"Ich war zwar schon etwas berufserfahrener, aber man lernt immer dazu."
Der berufsbegleitende Masterstudiengang „Versicherungsrecht“ qualifiziert für spezialisierte Aufgabenstellungen und Führungsaufgaben in allen Branchen mit versicherungsrechtlichem Bezug. Wir haben Alumni gefragt, wie sie die Zeit des Studiums erlebt haben und was sie angehenden Versicherungsrechts-Student*innen empfehlen. Den Auftakt macht Rechtsanwalt Christian Bonn.
Herr Bonn, Sie sind zugelassener Rechtsanwalt in Neuss und als Syndikusanwalt in der Sparte Financial Lines bei Axa Corporate Solutions in Köln beschäftig. Was machen Sie in dieser Funktion?

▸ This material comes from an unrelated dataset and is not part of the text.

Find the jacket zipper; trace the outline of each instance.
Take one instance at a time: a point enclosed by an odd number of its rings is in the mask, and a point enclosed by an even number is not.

Ich bin als Underwriter tätig, d.h., dass ich für die Ausgestaltung und das Pricing von Versicherungsverträgen zuständig bin. Dabei handelt es sich vor allem um D&O-Verträge, auch Managerhaftpflicht genannt, aber auch um Vertrauensschaden- und Prospekthaftpflichtversicherungsverträge. Neben der eigentlichen Arbeit an Klauseln und Bedingungen obliegt mir auch die Pflege der Beziehungen zu den Kunden. Beides geht Hand in Hand.
Wie sind Sie in die Branche gekommen? Was reizt Sie an dem Thema „Versicherungsrecht“?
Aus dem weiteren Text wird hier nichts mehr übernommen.